A biological model of the ageing metabolome reveals potential clinically relevant biomarkers

Importance of the Topic

Cellular ageing induces alterations in the metabolome through mechanisms like mitochondrial dysfunction, genomic instability, and senescence-associated secretory changes. Identifying metabolic biomarkers of ageing can improve understanding of age-related diseases and support development of clinical diagnostics and interventions.

Objectives and Study Overview

This study applied an untargeted metabolomics workflow to human foreskin fibroblasts (HFF-1) and their culture media, comparing early-passage (passage 3) and late-passage (passage 20) cells as a model of replicative senescence. Key goals included profiling intracellular and extracellular metabolites, identifying statistically significant changes, and proposing potential biomarkers of ageing.

Methodology

An untargeted HILIC-LC-DIA-MS/MS method was used for broad detection of polar metabolites. Data acquisition employed both data-independent (DIA) and data-dependent (DDA) MS/MS scans. MS-DIAL facilitated feature detection and alignment, while MetaboAnalyst conducted statistical analysis (volcano plots with fold change >1.5, p<0.05). LabSolutions Insight matched significant features against in-house and public MS/MS libraries to confirm metabolite identities.

Used Instrumentation

• Shim-pack Velox HILIC column (2.1×100 mm, 2.7 μm) at 40°C, 0.3 mL/min flow.
• Binary mobile phases: water and acetonitrile with 10 mM ammonium formate and 0.1% formic acid.
• Shimadzu LCMS-9030 Q-TOF mass spectrometer in positive and negative ion modes.
• MS scan range m/z 60–1000, DIA precursor window 35 Da, collision energy 5–55 V, DDA with 20 MS/MS scans per cycle.
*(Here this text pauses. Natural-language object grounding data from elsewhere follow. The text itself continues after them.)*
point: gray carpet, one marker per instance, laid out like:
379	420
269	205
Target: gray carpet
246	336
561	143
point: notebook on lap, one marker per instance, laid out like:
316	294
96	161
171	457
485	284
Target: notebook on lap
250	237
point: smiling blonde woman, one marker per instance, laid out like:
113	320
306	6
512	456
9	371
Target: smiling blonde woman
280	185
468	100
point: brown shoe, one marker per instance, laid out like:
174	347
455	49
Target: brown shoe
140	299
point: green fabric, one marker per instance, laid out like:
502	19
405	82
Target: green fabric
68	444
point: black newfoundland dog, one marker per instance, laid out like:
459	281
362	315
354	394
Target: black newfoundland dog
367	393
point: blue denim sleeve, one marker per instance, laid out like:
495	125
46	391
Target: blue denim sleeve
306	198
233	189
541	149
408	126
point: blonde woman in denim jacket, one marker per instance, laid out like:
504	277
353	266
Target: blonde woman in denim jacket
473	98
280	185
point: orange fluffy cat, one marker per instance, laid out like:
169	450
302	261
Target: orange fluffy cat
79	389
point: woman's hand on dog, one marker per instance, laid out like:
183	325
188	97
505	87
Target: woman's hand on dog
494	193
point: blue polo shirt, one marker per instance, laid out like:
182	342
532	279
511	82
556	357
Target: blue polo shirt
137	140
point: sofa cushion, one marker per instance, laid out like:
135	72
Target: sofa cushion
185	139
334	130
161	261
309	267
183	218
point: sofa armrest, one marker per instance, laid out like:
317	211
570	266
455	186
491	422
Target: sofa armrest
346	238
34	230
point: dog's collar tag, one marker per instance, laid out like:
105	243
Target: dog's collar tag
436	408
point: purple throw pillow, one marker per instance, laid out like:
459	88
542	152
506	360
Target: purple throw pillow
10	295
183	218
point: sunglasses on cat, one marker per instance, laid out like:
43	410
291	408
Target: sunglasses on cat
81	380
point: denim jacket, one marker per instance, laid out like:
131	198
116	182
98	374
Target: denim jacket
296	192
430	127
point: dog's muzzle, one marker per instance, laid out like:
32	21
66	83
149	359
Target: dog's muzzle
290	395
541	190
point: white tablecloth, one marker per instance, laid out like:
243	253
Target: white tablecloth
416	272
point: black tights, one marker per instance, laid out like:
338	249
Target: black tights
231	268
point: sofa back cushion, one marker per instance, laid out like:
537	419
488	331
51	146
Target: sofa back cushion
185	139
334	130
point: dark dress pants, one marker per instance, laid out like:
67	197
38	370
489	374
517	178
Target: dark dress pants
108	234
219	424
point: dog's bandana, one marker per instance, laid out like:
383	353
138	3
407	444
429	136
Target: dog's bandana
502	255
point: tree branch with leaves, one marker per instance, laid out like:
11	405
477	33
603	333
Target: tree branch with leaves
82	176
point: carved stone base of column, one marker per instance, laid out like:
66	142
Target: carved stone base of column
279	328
Main Results and Discussion

Comparisons between passage 3 and passage 20 cells revealed significant changes in amino acids, nucleotides, vitamins, carnitines, and lysophospholipids. Intracellular senescent cells showed elevated levels of polyamines (e.g., spermidine, N8-acetylspermidine) and certain lipids, alongside reduced levels of key metabolites such as glutathione and essential amino acids. Extracellular profiling identified increased extracellular phosphorylcholine, ribose-5-phosphate, and inosine in aged media, while other nutrients declined. These findings highlight specific metabolic pathways affected by cellular ageing.

Benefits and Practical Applications

• Provides a comprehensive untargeted metabolomics protocol adaptable to various cell models.
• Identifies putative ageing biomarkers with potential clinical relevance for diagnostics.
• Supports quality control in cell culture and pharmaceutical research by monitoring metabolic shifts.

Future Trends and Opportunities

• Integration with transcriptomics and proteomics to build multi-omics ageing profiles.
• Targeted validation of identified biomarkers in clinical samples.
• Application of machine learning for predictive modelling of cellular senescence.
• Development of standardized metabolomics workflows for ageing research in diverse cell types.

Conclusion

The untargeted HILIC-LC-DIA-MS/MS workflow effectively captured senescence-associated metabolic alterations in HFF-1 cells and their media. The study revealed promising biomarkers of replicative ageing, demonstrating the utility of high-resolution metabolomics in ageing research and potential clinical translation.

References

No external literature list provided.